25. Lors de la cérémonie de Guiglo du 19 mai 2007, annoncée par les autorités ivoiriennes comme le début du processus de démantèlement des milices progouvernementales, uniquement 138 des 1 027 armes détruites étaient fonctionnelles. La disparition de 472 armes (différence entre les armes effectivement récupérées par l'ONUCI à l'issue de la cérémonie et celles annoncées par les autorités lors de la cérémonie), dont un mortier de 82mm, reste une des questions préoccupantes.

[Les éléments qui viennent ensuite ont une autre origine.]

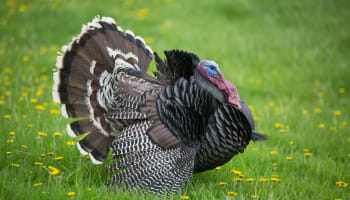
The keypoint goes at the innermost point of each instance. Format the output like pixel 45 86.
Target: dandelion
pixel 264 180
pixel 40 107
pixel 232 193
pixel 32 100
pixel 37 184
pixel 337 112
pixel 275 180
pixel 25 58
pixel 279 125
pixel 59 158
pixel 317 110
pixel 57 134
pixel 341 184
pixel 38 163
pixel 71 194
pixel 55 172
pixel 238 179
pixel 273 152
pixel 7 116
pixel 71 143
pixel 307 154
pixel 222 183
pixel 236 172
pixel 42 134
pixel 55 111
pixel 321 126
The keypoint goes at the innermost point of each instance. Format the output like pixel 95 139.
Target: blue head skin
pixel 212 68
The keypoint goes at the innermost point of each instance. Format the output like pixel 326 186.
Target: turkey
pixel 187 118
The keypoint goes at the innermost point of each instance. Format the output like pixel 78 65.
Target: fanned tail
pixel 85 79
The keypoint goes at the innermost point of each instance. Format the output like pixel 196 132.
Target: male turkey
pixel 160 130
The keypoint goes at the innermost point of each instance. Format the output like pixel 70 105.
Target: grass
pixel 289 59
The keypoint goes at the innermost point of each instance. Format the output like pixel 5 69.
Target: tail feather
pixel 96 145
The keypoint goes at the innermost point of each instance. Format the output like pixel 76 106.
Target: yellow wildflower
pixel 40 107
pixel 275 180
pixel 42 134
pixel 39 93
pixel 264 180
pixel 222 183
pixel 55 172
pixel 279 125
pixel 341 184
pixel 321 126
pixel 7 116
pixel 236 172
pixel 337 112
pixel 238 179
pixel 307 154
pixel 32 100
pixel 71 194
pixel 273 152
pixel 55 111
pixel 57 134
pixel 71 143
pixel 25 58
pixel 232 193
pixel 59 158
pixel 37 184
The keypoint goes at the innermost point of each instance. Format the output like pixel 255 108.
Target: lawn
pixel 290 61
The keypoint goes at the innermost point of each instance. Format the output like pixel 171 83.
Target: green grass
pixel 285 57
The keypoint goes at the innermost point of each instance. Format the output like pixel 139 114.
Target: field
pixel 290 61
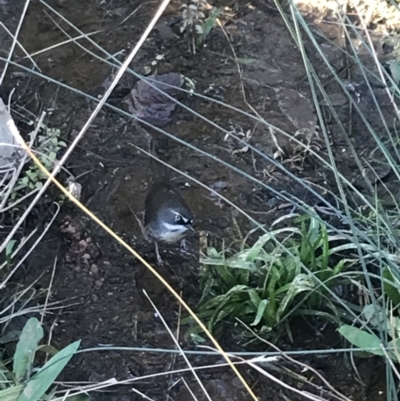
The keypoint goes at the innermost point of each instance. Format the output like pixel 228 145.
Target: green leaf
pixel 361 339
pixel 46 375
pixel 260 312
pixel 12 393
pixel 27 345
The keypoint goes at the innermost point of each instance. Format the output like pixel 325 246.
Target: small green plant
pixel 48 145
pixel 25 381
pixel 195 23
pixel 261 284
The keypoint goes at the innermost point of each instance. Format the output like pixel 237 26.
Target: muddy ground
pixel 99 283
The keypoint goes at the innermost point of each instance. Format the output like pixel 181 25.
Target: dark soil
pixel 102 286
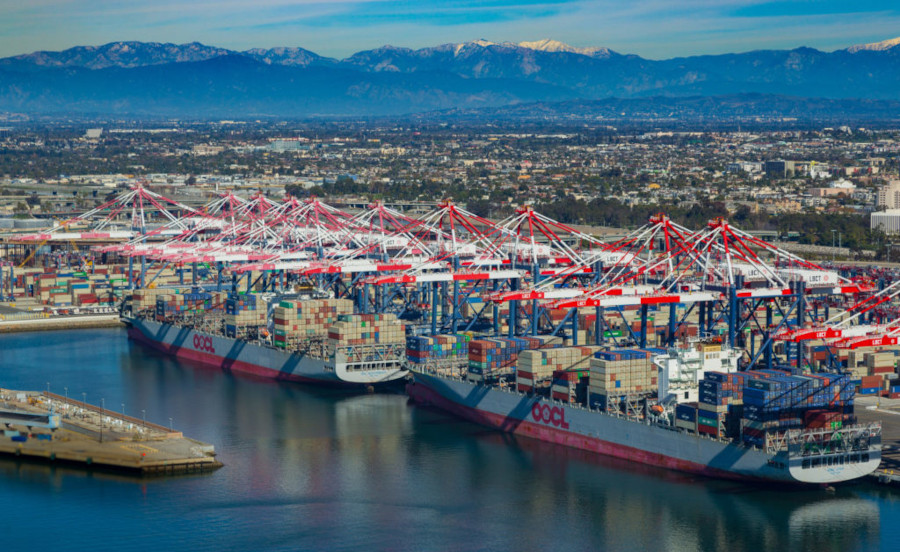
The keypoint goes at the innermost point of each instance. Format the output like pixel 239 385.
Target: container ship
pixel 755 425
pixel 307 340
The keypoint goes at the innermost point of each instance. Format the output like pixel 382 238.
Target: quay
pixel 870 409
pixel 14 318
pixel 46 427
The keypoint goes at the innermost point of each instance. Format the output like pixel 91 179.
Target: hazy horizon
pixel 653 29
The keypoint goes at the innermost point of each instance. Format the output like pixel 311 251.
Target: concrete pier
pixel 93 437
pixel 870 409
pixel 38 323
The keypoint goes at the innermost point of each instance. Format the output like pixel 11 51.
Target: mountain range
pixel 200 81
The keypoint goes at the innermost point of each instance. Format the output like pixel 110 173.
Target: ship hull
pixel 603 434
pixel 237 356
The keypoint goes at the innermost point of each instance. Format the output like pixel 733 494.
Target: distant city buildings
pixel 889 195
pixel 886 221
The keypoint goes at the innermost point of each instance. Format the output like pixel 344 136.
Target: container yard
pixel 45 427
pixel 708 333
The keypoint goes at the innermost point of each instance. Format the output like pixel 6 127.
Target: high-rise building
pixel 889 195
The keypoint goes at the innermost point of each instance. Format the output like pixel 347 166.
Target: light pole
pixel 833 252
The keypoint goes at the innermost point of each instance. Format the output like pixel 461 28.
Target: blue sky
pixel 651 28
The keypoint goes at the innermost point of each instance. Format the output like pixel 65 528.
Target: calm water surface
pixel 307 469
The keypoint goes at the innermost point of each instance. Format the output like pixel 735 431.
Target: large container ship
pixel 236 355
pixel 309 340
pixel 659 433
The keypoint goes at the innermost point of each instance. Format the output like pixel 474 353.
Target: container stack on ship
pixel 674 347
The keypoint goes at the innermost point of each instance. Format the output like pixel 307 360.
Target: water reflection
pixel 315 469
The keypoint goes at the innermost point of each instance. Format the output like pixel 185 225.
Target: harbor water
pixel 313 469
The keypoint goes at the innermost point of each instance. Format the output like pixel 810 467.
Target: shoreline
pixel 61 323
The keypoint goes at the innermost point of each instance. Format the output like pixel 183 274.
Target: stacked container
pixel 566 384
pixel 622 372
pixel 307 318
pixel 493 357
pixel 241 312
pixel 535 367
pixel 450 348
pixel 776 401
pixel 366 329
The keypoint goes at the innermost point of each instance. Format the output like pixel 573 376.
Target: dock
pixel 870 409
pixel 45 427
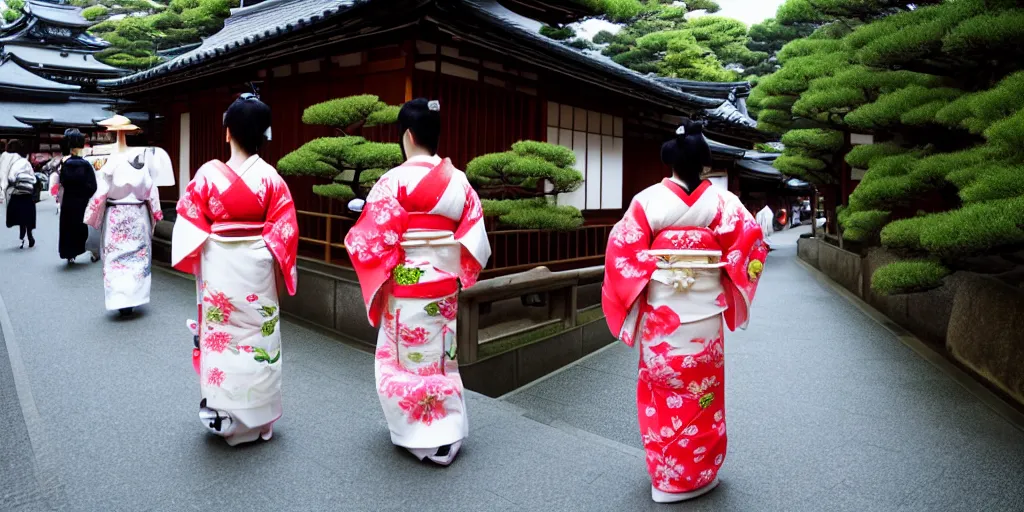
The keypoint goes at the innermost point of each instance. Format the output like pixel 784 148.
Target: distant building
pixel 48 75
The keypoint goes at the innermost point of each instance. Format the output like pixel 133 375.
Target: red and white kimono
pixel 420 235
pixel 233 230
pixel 675 263
pixel 125 210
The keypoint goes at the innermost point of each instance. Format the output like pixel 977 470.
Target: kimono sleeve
pixel 97 205
pixel 473 238
pixel 374 243
pixel 628 268
pixel 282 231
pixel 742 243
pixel 193 225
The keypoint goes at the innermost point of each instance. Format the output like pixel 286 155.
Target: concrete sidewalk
pixel 826 412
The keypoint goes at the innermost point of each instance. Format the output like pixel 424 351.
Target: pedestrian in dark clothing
pixel 78 180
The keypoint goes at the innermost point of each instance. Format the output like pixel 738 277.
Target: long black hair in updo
pixel 423 118
pixel 688 154
pixel 248 118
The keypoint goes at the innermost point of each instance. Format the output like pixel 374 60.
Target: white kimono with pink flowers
pixel 420 235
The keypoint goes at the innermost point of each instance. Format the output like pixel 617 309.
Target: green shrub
pixel 904 235
pixel 516 185
pixel 343 113
pixel 863 226
pixel 862 156
pixel 908 276
pixel 987 35
pixel 558 34
pixel 888 110
pixel 93 12
pixel 975 229
pixel 814 139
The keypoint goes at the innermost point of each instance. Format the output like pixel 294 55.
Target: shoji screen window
pixel 597 140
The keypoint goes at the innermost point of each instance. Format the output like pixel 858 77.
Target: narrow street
pixel 826 411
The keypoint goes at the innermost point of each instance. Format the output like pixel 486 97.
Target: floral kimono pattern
pixel 678 311
pixel 411 288
pixel 125 210
pixel 233 231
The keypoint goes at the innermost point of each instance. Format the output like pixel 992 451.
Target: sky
pixel 749 11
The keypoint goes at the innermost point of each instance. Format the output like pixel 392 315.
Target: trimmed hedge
pixel 908 276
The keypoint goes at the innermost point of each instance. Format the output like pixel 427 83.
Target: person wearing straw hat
pixel 19 186
pixel 125 210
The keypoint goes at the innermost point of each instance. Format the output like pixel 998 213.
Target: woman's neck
pixel 122 141
pixel 691 181
pixel 239 157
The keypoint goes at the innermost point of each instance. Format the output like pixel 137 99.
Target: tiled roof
pixel 79 114
pixel 52 57
pixel 275 18
pixel 15 77
pixel 247 27
pixel 67 15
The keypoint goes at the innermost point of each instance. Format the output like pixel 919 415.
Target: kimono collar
pixel 432 160
pixel 248 164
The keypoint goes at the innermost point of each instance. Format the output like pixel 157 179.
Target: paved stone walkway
pixel 826 412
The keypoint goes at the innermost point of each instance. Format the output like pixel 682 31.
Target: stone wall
pixel 977 320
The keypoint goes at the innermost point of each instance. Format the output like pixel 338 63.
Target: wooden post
pixel 468 326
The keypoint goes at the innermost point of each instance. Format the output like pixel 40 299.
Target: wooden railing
pixel 323 237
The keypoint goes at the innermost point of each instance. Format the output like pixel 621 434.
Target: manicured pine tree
pixel 352 163
pixel 518 186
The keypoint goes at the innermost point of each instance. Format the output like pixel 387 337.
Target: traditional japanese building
pixel 48 74
pixel 499 81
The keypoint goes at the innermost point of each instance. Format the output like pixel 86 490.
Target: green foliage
pixel 534 214
pixel 346 112
pixel 353 163
pixel 92 13
pixel 814 139
pixel 908 276
pixel 861 156
pixel 975 229
pixel 889 109
pixel 142 27
pixel 516 185
pixel 904 235
pixel 863 226
pixel 558 34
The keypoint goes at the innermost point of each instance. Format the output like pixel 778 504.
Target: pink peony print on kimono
pixel 215 377
pixel 425 402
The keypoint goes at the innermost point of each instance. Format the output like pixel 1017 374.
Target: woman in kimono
pixel 684 254
pixel 125 210
pixel 420 236
pixel 19 186
pixel 78 183
pixel 236 228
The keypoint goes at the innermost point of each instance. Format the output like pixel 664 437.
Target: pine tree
pixel 350 161
pixel 518 186
pixel 940 85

26. Aussi, lors de la cérémonie de la Flamme de la paix qui a été organisée à Bouaké le 30 juillet 2007, uniquement 1 606 des 2 121 armes initialement destinées à la destruction ont effectivement été brûlées. Selon la liste que les experts ont pu se procurer, la grande majorité de ces armes était de fabrication ancienne et, probablement, non fonctionnelle. Les 515 armes initialement répertoriées dans le lot des armes destinées à la destruction qui ont été finalement conservées par les forces armées des Forces nouvelles seraient par contre, quant à elles, en état de fonctionner. À ces armes s'ajoute également un certain nombre, non précisé, de mortiers 120mm Mle 55 fonctionnels observés durant les inspections embargo, initialement destinées à la destruction, et dont l'ONUCI a, depuis, perdu toute trace.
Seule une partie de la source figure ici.